Cada 16 de Octubre se celebra el Día Mundial de la Alimentación. La Organización de las Naciones Unidas para la Alimentación y la Agricultura (FAO) tiene como lema 2020: «Cultivar. nutrir, preservar. Juntos» en el cual se resume un llamamiento a la solidaridad mundial para ayudar a las personas más vulnerables a que se recuperen de la crisis y para hacer que los sistemas alimentarios sean más resilientes y robustos, de manera que puedan resistir el aumento de la volatilidad y los choques climáticos, proporcionar dietas saludables asequibles y sostenibles para todos y estimular medios de vida dignos para los trabajadores del sistema alimentario.

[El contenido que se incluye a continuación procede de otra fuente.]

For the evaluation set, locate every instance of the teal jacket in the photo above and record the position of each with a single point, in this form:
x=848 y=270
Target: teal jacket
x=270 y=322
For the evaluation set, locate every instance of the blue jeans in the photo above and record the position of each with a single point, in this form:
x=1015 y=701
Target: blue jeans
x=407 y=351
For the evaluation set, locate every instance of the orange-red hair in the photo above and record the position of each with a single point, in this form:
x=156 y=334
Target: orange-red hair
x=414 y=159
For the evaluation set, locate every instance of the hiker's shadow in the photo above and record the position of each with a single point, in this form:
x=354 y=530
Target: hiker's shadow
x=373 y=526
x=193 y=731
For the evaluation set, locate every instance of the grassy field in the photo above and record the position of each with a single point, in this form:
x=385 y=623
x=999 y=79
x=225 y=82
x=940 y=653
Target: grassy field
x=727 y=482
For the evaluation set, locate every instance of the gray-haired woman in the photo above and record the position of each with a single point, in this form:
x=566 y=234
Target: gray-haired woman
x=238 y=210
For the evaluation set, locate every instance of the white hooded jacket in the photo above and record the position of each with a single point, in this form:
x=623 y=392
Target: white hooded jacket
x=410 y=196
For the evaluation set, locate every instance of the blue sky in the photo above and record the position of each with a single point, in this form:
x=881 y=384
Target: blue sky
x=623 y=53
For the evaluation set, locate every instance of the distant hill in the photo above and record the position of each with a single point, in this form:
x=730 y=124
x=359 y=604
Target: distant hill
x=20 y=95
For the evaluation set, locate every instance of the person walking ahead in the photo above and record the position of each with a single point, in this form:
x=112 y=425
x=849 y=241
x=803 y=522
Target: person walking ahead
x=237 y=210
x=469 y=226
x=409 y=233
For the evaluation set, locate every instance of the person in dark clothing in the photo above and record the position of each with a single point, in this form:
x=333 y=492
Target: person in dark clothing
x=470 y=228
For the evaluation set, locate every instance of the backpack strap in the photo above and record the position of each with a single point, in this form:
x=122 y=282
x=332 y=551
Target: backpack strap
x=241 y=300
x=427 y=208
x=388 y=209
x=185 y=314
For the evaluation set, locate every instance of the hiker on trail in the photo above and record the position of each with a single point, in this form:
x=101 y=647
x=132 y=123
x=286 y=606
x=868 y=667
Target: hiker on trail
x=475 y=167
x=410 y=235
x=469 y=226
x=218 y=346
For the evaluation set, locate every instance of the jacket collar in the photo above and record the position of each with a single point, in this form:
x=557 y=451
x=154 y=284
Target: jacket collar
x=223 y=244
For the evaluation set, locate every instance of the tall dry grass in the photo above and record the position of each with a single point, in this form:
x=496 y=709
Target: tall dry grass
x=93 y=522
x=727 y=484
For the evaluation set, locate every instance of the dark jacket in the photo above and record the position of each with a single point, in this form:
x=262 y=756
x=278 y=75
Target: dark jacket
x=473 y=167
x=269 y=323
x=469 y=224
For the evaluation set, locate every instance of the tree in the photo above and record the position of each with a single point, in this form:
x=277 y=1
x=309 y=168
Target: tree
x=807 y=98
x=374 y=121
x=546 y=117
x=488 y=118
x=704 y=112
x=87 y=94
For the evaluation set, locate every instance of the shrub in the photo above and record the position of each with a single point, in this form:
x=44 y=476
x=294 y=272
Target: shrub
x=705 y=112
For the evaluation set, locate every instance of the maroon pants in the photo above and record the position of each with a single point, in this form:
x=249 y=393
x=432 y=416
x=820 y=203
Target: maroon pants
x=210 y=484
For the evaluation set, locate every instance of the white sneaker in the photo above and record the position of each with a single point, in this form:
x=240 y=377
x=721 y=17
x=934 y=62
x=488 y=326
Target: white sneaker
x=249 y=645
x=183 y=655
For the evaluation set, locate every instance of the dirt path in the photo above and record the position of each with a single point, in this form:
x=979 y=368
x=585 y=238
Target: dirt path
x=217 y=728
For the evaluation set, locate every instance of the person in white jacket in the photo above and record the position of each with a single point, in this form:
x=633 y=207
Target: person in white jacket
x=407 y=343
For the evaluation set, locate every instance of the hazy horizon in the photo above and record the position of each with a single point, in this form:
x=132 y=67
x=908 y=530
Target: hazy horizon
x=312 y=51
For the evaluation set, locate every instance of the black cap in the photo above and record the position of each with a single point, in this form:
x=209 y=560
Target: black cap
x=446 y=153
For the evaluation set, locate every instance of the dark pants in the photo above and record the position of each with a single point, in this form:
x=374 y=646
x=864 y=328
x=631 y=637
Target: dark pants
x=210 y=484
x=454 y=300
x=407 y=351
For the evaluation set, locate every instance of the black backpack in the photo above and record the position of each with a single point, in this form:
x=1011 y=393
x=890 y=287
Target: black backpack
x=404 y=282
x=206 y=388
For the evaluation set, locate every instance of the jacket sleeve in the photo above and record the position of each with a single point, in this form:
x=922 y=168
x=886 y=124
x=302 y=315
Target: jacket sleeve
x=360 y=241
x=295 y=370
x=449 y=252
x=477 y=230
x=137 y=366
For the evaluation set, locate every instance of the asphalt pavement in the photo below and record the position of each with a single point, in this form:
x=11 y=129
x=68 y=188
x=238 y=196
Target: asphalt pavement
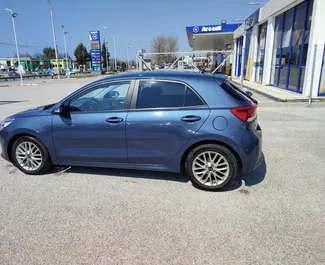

La malnutrición abarca dos grupos amplios de afecciones: la desnutrición (calórico proteica y carencias de micronutrientes) y  el sobrepeso, obesidad y las enfermedades no transmisibles relacionadas con el régimen alimentario (cardiopatías, accidentes cerebrovasculares, diabetes y cánceres).  La intercurrencia de una patología gastrointestinal en una persona previamente malnutrida genera una peor sobrevida con mayor morbi-mortalidad en los tratamientos instaurados. La obesidad se relaciona con una mayor incidencia de cánceres del tracto gastrointestinal, siendo mayormente relacionados a los tumores de la unión gastro-esofágica, páncreas y colon. 

Por lo antedicho, los instamos a proponer planes de alimentación saludables, variados, completos, adecuados a los gustos y costumbres de la población y, por supuesto, contar con «políticas de estado» que garanticen el acceso a los alimentos, la promoción de buenos hábitos alimentarios y el apoyo y estimulación a la industria alimentaria para que pueda llevar a cabo una producción acorde a las necesidades de la población. 

Desde SAGE, y entendiendo la importancia de una correcta alimentación en la salud y en la enfermedad, adherimos a este lema mundial.